The palace coup that installed Julia Gillard as prime minister triggered a flurry of discussion about Labor’s factional heavy-weights pulling the strings. The irony was that right-wing power brokers had made the move to place Gillard, a member of the left faction, in the top job.
Just as ironically, it had been the left that was crucial to installing Rudd.
It is of course unusual for anyone from Labor’s left to be federal leader. But it has been a long time since Gillard’s membership of the left meant anything in political terms.
Gillard was never a radical. Some on the lunatic right have tried to spread hysteria about her former membership of the Socialist Forum.
But Socialist Forum was not that left-wing—in the 1980s it pushed to expel a grouping of unions from Victoria’s Left faction on the basis that they opposed privatisation and parts of the Hawke and Keating government’s neo-liberal reform program.
Despite her background on the Labor left, Gillard has a history of collaborating with the right in order to win positions of influence in the party.
Pursuing the right’s agenda
Labor’s Socialist Left faction, particularly in Victoria where Gillard became involved, originally had a clear ideological left-wing stance.
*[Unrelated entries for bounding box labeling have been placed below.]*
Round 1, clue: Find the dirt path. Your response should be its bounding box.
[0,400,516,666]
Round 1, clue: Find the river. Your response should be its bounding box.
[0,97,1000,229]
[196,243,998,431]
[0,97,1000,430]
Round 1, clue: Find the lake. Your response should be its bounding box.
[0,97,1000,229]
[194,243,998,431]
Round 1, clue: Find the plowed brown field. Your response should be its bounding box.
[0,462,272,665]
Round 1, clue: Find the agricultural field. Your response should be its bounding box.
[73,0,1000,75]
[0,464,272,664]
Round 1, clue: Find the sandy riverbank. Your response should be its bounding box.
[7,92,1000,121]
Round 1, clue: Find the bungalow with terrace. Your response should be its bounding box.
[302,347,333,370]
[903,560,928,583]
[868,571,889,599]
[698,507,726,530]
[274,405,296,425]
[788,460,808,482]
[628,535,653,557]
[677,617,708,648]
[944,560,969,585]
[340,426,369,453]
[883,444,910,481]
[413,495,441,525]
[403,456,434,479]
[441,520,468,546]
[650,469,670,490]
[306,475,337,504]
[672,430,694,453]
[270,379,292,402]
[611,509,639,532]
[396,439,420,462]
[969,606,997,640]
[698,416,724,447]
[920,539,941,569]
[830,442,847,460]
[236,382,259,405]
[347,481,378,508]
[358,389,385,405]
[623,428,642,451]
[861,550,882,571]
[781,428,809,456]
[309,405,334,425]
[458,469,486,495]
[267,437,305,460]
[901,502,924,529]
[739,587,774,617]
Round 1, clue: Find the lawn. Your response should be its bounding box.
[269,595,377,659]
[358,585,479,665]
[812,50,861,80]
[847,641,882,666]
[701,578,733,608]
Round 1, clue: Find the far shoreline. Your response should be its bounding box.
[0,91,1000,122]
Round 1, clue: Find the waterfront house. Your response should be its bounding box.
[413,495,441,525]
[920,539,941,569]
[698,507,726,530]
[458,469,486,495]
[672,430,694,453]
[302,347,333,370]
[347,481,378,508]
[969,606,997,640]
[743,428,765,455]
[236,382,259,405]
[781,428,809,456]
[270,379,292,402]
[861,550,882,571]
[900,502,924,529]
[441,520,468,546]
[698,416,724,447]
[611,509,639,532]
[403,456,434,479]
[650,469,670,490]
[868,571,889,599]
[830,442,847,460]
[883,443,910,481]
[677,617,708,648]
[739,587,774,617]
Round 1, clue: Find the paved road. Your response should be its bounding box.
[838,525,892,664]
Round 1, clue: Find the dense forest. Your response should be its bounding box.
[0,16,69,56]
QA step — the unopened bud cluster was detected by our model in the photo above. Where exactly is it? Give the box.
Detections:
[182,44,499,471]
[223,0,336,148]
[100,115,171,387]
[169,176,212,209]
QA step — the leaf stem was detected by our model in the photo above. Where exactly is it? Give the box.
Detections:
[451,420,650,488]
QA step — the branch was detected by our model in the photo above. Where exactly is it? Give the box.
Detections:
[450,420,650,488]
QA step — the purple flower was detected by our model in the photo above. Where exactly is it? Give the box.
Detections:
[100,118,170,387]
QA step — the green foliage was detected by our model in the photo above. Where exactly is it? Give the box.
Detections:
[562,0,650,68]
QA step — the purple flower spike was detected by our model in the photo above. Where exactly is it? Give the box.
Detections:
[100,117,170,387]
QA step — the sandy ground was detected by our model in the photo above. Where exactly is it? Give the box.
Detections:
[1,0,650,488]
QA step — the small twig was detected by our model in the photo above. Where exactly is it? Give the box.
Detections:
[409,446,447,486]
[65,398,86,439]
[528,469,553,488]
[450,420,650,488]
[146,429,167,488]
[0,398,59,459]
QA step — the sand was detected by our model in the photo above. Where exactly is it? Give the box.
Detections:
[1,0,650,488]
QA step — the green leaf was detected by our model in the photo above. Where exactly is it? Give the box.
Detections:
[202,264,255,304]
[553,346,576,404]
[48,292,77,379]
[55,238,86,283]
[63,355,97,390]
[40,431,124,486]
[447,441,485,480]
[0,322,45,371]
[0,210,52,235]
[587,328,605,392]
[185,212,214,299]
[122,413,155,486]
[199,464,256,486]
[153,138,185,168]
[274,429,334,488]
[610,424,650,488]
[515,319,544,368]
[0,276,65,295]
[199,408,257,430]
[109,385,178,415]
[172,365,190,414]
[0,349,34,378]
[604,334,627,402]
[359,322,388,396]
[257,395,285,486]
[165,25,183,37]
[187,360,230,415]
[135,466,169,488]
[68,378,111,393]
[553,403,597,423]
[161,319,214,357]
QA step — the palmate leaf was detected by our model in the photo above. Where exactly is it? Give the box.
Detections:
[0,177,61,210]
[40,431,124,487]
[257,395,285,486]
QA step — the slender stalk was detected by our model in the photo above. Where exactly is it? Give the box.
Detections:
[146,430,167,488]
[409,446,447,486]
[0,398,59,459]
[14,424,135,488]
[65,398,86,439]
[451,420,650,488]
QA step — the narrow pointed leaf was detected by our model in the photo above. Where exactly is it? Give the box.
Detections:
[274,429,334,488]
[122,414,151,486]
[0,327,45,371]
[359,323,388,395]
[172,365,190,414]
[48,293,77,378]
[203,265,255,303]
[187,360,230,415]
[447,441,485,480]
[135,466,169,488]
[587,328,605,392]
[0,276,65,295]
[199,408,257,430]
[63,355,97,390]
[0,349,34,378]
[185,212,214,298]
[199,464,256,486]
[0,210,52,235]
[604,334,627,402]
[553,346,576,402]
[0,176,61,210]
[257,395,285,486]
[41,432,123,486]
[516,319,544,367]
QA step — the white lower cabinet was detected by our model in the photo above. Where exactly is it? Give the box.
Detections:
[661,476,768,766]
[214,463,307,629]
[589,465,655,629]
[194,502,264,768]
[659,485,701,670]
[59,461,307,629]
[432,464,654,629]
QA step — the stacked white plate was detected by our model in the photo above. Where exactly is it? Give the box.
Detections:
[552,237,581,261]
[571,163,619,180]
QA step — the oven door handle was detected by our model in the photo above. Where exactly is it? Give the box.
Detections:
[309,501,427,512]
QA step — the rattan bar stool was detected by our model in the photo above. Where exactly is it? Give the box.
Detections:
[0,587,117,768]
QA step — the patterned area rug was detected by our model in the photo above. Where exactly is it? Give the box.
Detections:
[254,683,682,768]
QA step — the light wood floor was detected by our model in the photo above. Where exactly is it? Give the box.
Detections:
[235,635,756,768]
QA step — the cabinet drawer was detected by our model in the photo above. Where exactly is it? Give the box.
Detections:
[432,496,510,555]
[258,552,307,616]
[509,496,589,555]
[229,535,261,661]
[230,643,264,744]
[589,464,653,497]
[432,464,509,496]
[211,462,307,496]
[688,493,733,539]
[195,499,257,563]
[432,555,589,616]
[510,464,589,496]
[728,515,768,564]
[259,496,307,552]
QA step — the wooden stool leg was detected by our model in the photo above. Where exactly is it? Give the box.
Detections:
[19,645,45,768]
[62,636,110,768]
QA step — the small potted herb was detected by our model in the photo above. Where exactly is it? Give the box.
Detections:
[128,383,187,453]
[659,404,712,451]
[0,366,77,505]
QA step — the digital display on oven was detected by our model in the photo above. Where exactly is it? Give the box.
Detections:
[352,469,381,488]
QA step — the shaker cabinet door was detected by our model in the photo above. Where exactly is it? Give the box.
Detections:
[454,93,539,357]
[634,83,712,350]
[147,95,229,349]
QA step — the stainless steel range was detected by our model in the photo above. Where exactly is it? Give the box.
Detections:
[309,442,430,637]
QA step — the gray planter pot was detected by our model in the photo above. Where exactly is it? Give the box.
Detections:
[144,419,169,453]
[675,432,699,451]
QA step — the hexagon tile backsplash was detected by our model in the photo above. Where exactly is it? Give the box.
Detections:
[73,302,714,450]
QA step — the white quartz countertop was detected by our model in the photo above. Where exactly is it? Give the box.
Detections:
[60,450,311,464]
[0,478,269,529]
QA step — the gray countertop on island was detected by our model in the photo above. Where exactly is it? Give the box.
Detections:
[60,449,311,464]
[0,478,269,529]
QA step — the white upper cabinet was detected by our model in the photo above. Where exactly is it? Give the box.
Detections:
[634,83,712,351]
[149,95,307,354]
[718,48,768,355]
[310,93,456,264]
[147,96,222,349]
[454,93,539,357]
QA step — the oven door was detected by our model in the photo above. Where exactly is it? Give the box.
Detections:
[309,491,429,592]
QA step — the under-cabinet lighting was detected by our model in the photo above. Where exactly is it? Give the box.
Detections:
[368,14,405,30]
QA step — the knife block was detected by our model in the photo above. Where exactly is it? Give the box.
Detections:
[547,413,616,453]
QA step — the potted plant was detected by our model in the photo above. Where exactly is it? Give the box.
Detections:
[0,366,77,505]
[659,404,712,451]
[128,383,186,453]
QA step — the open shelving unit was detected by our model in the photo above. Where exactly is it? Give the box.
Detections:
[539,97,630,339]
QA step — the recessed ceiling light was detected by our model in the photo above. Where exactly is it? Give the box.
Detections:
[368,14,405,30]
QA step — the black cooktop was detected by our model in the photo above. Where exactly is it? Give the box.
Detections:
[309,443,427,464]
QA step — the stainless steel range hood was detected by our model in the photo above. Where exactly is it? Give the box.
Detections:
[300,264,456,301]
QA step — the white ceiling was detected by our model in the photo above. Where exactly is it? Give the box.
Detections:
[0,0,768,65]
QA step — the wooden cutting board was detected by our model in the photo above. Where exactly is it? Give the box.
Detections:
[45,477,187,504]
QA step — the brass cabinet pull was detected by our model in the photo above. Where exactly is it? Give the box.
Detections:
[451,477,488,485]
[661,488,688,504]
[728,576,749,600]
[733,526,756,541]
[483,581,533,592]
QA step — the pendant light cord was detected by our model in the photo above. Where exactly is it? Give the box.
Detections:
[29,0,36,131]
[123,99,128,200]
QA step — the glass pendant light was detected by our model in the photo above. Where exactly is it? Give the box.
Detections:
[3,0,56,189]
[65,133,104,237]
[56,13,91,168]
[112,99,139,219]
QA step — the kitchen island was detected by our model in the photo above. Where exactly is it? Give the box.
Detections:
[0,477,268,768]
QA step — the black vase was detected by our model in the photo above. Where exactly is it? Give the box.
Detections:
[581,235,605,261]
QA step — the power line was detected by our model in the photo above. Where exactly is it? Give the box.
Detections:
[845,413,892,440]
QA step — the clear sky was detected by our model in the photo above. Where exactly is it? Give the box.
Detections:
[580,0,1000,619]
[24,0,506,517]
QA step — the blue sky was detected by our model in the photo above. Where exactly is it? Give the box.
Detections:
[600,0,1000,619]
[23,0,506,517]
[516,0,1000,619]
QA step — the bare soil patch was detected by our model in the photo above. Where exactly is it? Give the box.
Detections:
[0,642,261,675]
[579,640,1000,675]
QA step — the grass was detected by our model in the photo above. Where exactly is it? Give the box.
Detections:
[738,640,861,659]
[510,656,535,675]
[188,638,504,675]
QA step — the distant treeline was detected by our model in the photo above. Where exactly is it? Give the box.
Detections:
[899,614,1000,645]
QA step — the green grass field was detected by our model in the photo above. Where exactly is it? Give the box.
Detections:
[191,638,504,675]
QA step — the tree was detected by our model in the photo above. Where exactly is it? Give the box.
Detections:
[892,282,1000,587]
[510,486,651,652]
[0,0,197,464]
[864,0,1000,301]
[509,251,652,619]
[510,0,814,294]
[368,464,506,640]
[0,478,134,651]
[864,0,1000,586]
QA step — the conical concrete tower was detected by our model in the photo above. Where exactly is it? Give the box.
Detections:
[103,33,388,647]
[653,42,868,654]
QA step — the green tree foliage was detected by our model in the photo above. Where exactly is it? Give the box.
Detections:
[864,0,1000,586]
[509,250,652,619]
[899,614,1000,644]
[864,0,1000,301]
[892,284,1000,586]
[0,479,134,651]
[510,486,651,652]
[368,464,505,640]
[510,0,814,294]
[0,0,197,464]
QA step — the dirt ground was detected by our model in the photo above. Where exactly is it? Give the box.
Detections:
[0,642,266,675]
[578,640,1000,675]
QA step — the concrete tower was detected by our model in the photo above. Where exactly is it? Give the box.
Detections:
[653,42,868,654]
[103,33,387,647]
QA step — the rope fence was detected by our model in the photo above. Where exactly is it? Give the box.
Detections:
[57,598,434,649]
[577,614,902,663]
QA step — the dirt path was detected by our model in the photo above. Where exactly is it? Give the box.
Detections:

Not so any longer. Gillard was one of the key players in pushing a “modernising” agenda of reduced government spending, along with labour and financial deregulation. As one of the most aggressive in demanding the left dump its opposition to the party’s right-wing policies, she never held the trust of many of the faction’s members. According to Jacqueline Kent, author of her biography, The Making of Julia Gillard, there was a view that she was a careerist, and too ready to make deals.
After two failed efforts to nominate for a federal seat, Gillard only managed to get pre-selection by defeating the approved Socialist Left candidate—taking votes from the right-wing Labor Unity faction and supporters of Martin Ferguson, who had formed his own “independent” left faction. Not for the last time, she would ally with the right against the left.
In parliament, Gillard held a number of shadow ministerial positions while Labor was in opposition. She became shadow immigration minister after Labor’s defeat in the “Tampa election” of 2001. Labor’s capitulation to John Howard’s “tough” anti-refugee policies—supporting every single bit of anti-refugee legislation in the run up to the election—allowed the racist myths about refugees to win wider acceptance. Many Labor members tore up their party cards in disgust.
In 2002, Labor for Refugees was formed, the most significant movement inside the party campaigning to change Labor policy for many years. But foreshadowing her recent efforts to pander to the right as PM, Gillard took sides with the right of the party to push through an “electable” policy.
Rather than support Labor For Refugees and the efforts of the refugee campaign to shift public opinion, she wanted the party to continue to go along with Howard’s racism.
At the 2004 Labor conference, Gillard was one of three left shadow ministers to break with the left and vote against the Labor for Refugees motion. She justified this by saying, “We’re here to get Labor elected. I never drafted policy to be the policy of a loser. I drafted it to win.”
Gillard has consistently seen “getting elected” as the first priority. Even in her early days in the Socialist Forum, she claimed, “the only possibility for major social change is under a long period of Labor administration”. Yet her progress through the ranks of the Labor Party has shown that, to pursue the aim of getting power, she is quite willing to abandon any commitment to serious social change. In the refugee debate, Gillard has succumbed to opportunism in the quest for power, rather than sticking to political principles.
Gillard’s support for Third Way politics took her from serious support for Mark Latham to serious support for Kevin Rudd. Third way politics rejects the idea of government actively addressing social inequality. Instead all it claims that can be done is for individuals to become upwardly mobile by climbing the “ladder of opportunity”, to use Latham’s phrase.
In her first speech as Prime Minister, Gillard made a point of paying her respects to the governments of Hawke, Keating and John Howard. Her capitulation to the mining bosses, to Abbott’s anti-refugee policies, and her determination to do nothing about climate change without a national consensus (read “something the major polluters will be happy with”), and her commitment to reliable economic management tells us that Gillard intends dragging Labor further to the right.
For refugee and union rights, for action on climate change, for justice for Aboriginal people, we will need to fight her every inch of the way.